Cxcr6+/gfp mice were injected s.c. with CFP+ 4T1 cells on day 0 and mock treated (Control) (n = 9) or treated with local IR in 2 doses of 12 Gy on days 13 and 14 (n = 9). Tumors were analyzed on day 16. To obtain sufficient material, we pooled tumors from 3 mice in each treatment group to obtain 3 independent samples. Data are representative of 3 experiments. (A) 4T1 tumor cells were identified as CFP+CD45–. Histograms show the expression of H2-Kd, ICAM-1, and RAE-1γ on the gated CFP+CD45– mock-treated (thin lines) and irradiated (bold lines) cells. Cells stained with isotype control (dashed lines). Bar graphs show MFI after subtraction of background of 3 samples ± SD. In vivo irradiation significantly increased ICAM-1 but not H2-Kd and induced the expression of RAE-1γ on 4T1 cells. (B) Expression of H2-Kd, ICAM-1, RAE-1γ, and H60 was compared in CFP+ 4T1 tumor cells cultured in vitro (blue lines) and CFP+ 4T1 tumor cells isolated from tumors implanted in mice (red lines). Gray lines, isotype control. H60 and RAE-1 molecules were equally undetectable on 4T1 cells from in vivo growing tumors digested with liberase or dissociated with EDTA, as described in Methods. Data are representative of 3 experiments.

Figure 5. RAE-1/NKG2D interactions promote T cell arrest in the presence of TCR ligation and 9H10.

(A and B) In vitro analysis of T cell motility. Migration of preactivated CD8+ T cells over an ICAM-1–coated glass surface. Trajectories (A) and mean velocity (B) of individual CD8+ T cells stimulated with anti-CD3 and/or 9H10 in the absence or presence of RAE-1β, as indicated. Paths were tracked over time from confocal 2D time lapses. Each line corresponds to the path of an individual cell. Each dot represents the average speed of a cell tracked over 15 minutes. Data are representative of 3 independent experiments. Scale bar: 10 εm. (C and D) In vivo analysis of T cell motility. Cxcr6+/gfp mice were injected with 4T1-CFP cells on day 0 and left untreated or treated with IR+9H10 as described in Figure 2, and tumors were imaged by TPLSM on day 16 (Supplemental Videos 5 and 6). All mice received an i.p. injection of NKG2D blocking mAb CX5 30 minutes before imaging. (C) Trajectories of individual GFP+ TILs show that CX5 treatment led to increased migratory activity in mice treated with IR+9H10 but not in control mice.
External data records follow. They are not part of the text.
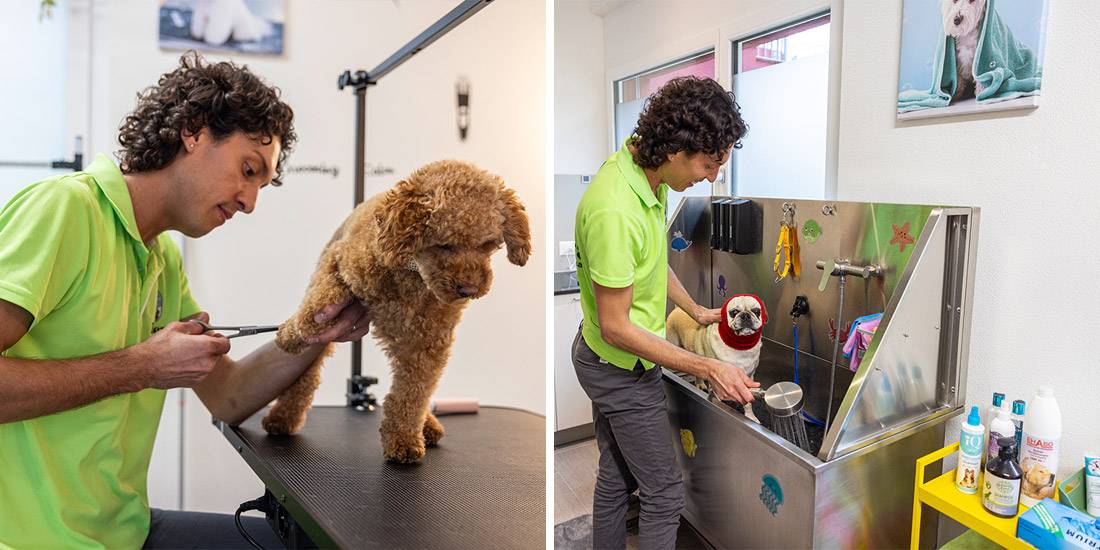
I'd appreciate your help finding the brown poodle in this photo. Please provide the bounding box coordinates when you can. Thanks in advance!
[263,161,531,462]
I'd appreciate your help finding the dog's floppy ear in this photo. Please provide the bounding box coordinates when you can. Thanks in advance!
[375,179,431,267]
[501,188,531,265]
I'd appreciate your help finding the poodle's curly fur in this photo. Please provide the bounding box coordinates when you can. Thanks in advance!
[263,161,531,462]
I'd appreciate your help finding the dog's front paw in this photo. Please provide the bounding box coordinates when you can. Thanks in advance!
[382,433,425,463]
[424,415,443,447]
[275,329,309,355]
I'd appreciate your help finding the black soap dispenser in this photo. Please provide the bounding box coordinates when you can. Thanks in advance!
[981,436,1023,518]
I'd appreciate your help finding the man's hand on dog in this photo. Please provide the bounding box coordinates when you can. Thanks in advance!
[708,360,760,405]
[309,297,371,344]
[139,311,229,389]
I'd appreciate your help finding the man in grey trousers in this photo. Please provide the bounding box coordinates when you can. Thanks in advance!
[572,77,759,550]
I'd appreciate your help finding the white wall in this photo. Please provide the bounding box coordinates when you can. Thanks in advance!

Scale bar: 30 εm. (D) Scatter plots showed increased speed and decreased arrest coefficient of TILs in the presence of NKG2D blockade in tumors of mice treated with IR+9H10. Data are derived from analysis of 3 mice per treatment group. Each data point represents a single cell, and red bars indicate mean values. **P < 0.005.
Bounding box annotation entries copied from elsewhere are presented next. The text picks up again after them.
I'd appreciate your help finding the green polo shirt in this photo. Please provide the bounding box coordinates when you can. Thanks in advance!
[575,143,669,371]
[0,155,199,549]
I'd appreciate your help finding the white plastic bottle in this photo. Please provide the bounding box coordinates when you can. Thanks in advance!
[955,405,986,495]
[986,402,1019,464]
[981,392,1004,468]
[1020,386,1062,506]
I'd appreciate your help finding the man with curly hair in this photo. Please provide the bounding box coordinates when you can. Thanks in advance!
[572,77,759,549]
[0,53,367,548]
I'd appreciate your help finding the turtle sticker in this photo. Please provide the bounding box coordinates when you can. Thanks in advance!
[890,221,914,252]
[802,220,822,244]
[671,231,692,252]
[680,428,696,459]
Figure 6. Blocking NKG2D abrogates immune-mediated inhibition of the irradiated primary tumor in mice treated with IR+9H10 and reduces metastasis inhibition.
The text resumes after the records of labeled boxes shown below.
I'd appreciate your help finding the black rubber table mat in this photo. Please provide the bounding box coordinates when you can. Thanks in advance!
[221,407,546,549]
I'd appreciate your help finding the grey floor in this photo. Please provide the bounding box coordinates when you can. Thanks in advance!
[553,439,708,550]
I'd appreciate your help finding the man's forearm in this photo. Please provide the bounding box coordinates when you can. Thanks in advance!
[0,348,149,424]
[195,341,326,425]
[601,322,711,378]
WT mice inoculated with parental 4T1 cells on day 0 (n = 7–13/group) were randomly assigned to different treatments, as indicated. IR was delivered in 2 fractions of 12 Gy to the s.c. tumors on day 12 and 13. Anti–CTLA-4 mAb 9H10 was given i.p. on days 15, 18, and 21. Anti-NKG2D mAb CX5 was given i.p. on days 15, 18, 21, 25, and 28. (A) Tumor volume is shown as the mean ± SEM at each time within each treatment group. CX5 by itself did not have any effect on tumor growth (P > 0.05, CX5 versus control). IR by itself caused significant tumor growth inhibition (P < 0.0005, IR versus control) that was not altered by CX5 (P = 0.4349, CX5+IR versus IR) but was significantly enhanced in the presence of 9H10 (P < 0.0005, IR+9H10 versus IR). The latter effect was completely abrogated by addition of CX5 (P = 0.1643, IR+9H10+CX5 versus IR). (B) The number of surface lung metastases was not significantly altered by IR or CX5 used alone (P > 0.05 versus control) or by IR in combination with CX5 (P > 0.05 versus control). IR+9H10 caused a significant inhibition of lung metastases (P < 0.005, IR+9H10 versus all other groups) that was partially abrogated by addition of CX5 (P < 0.05, IR+9H10 versus IR+9H10+CX5). Data shown are from 2 independent experiments combined. Bars indicate the mean ± SEM. *P < 0.05, **P < 0.005, ***P < 0.0005. (C) Images of lungs from representative animals in each treatment group, as indicated.